Africa challenges SA’s manufacturing dominance

New opportunities are opening up in Africa outside of South Africa for logistics companies supporting the motor industry as manufacturing returns to the continent. Nigeria, Kenya and Morocco are firmly on the grid in the race to become manufacturing hubs rather than simply importers of used and new cars. This has clear implications for the South African motor industry, which will have to work hard to rebuild confidence after production was stopped for nearly two months by strike action. At the same time it creates opportunities for South African companies with automotive logistics expertise. Most recently Nissan and its West African conglomerate, Stallion Group, announced plans to increase vehicle assembly in Nigeria. Stallion currently produces commercial vehicles in Nigeria, and capacity will be increased to 45 000 cars, light duty trucks, pickups and vans a year.
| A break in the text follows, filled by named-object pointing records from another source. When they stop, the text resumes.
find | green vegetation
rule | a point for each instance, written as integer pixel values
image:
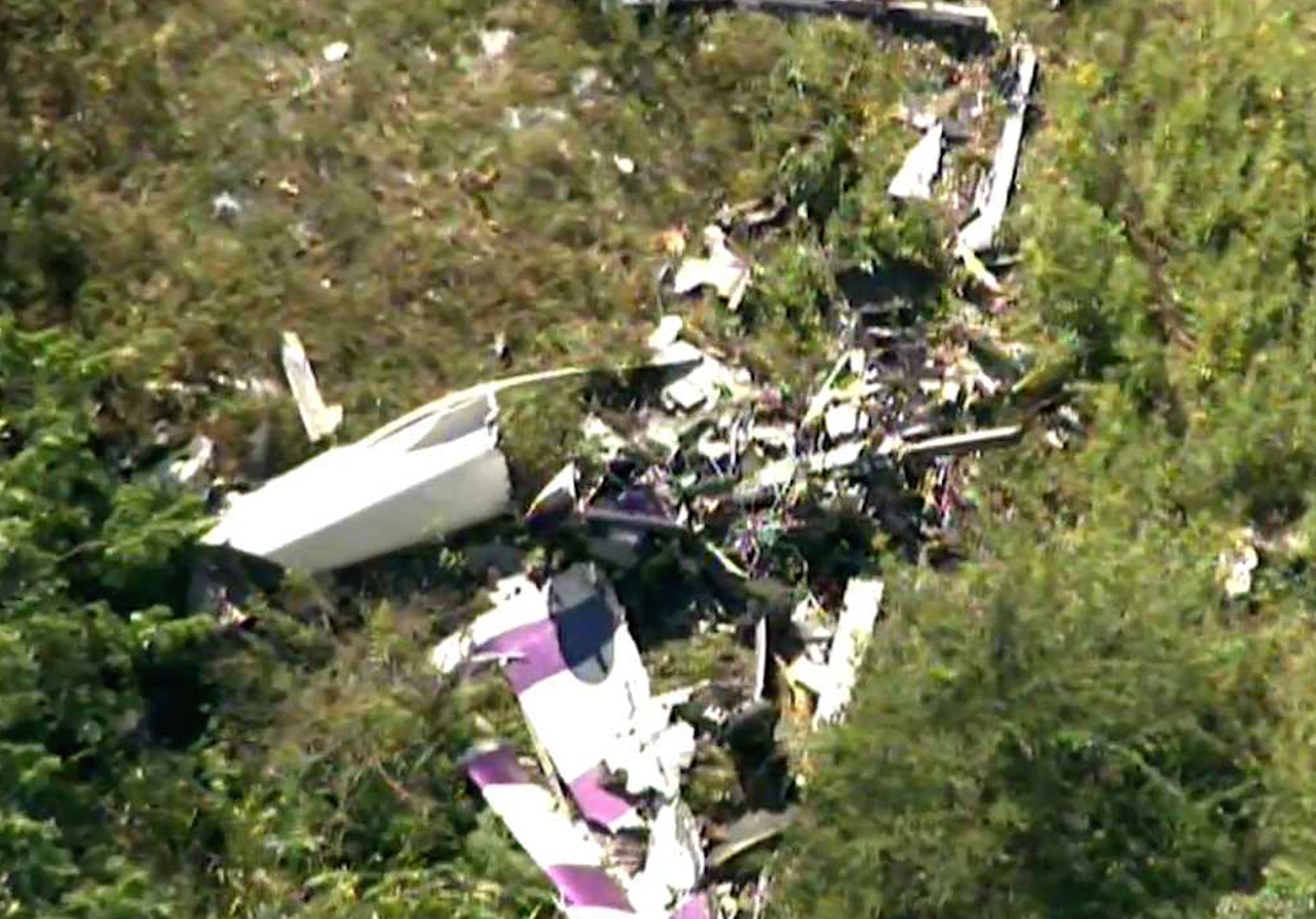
(1074, 723)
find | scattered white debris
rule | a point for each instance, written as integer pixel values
(529, 116)
(981, 233)
(723, 270)
(1236, 565)
(920, 168)
(336, 52)
(558, 497)
(495, 42)
(201, 452)
(858, 618)
(225, 207)
(695, 379)
(427, 474)
(948, 14)
(598, 432)
(843, 420)
(319, 419)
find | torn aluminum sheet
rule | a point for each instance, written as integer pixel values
(436, 474)
(858, 618)
(697, 379)
(723, 270)
(557, 498)
(674, 862)
(319, 419)
(186, 469)
(981, 232)
(565, 850)
(749, 831)
(948, 14)
(1235, 566)
(336, 52)
(967, 443)
(920, 168)
(599, 434)
(577, 657)
(494, 42)
(930, 12)
(844, 420)
(666, 333)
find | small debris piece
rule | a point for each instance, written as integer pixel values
(841, 457)
(336, 52)
(723, 270)
(1236, 565)
(597, 432)
(808, 673)
(430, 473)
(557, 499)
(494, 42)
(667, 332)
(923, 11)
(319, 419)
(225, 207)
(201, 452)
(760, 657)
(953, 444)
(920, 168)
(948, 14)
(747, 833)
(698, 379)
(843, 420)
(858, 618)
(981, 233)
(674, 862)
(751, 215)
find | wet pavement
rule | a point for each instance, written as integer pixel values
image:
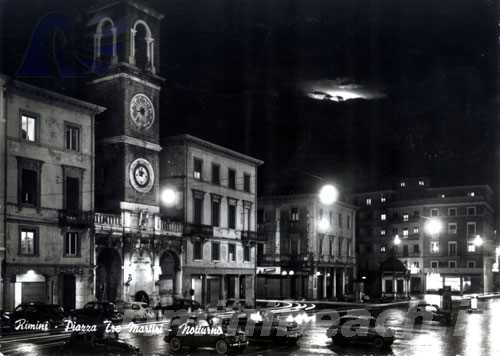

Capacity at the plant will also be opened to Nissan’s Alliance partner Renault, according to the companies. “Nissan is preparing to make Nigeria a significant manufacturing hub in Africa,” said Nissan president and CEO, Carlos Ghosn at the announcement of the plans. In Kenya, a start-up auto firm that is offering US$6 000 cars designed for African roads has started assembling at the Kenya Vehicle Manufacturers (KVM) based in Thika, central Kenya. At US$6 000, the car is cheaper than a four-yearold second-hand Toyota which sells for around $10 000 in Kenya, and new models that cost upwards of $23 000. Currently, over 35% of the vehicle’s cost is sourced domestically and Mobius Motors is looking to grow local content beyond 40%. Chinese assemblers are also showing interest in Kenyan assembly, which is supported by a combination of manufacturing incentives and import tariffs. Chery Automobile and Beiqi Foton Motors are both reported to be planning assembly plants.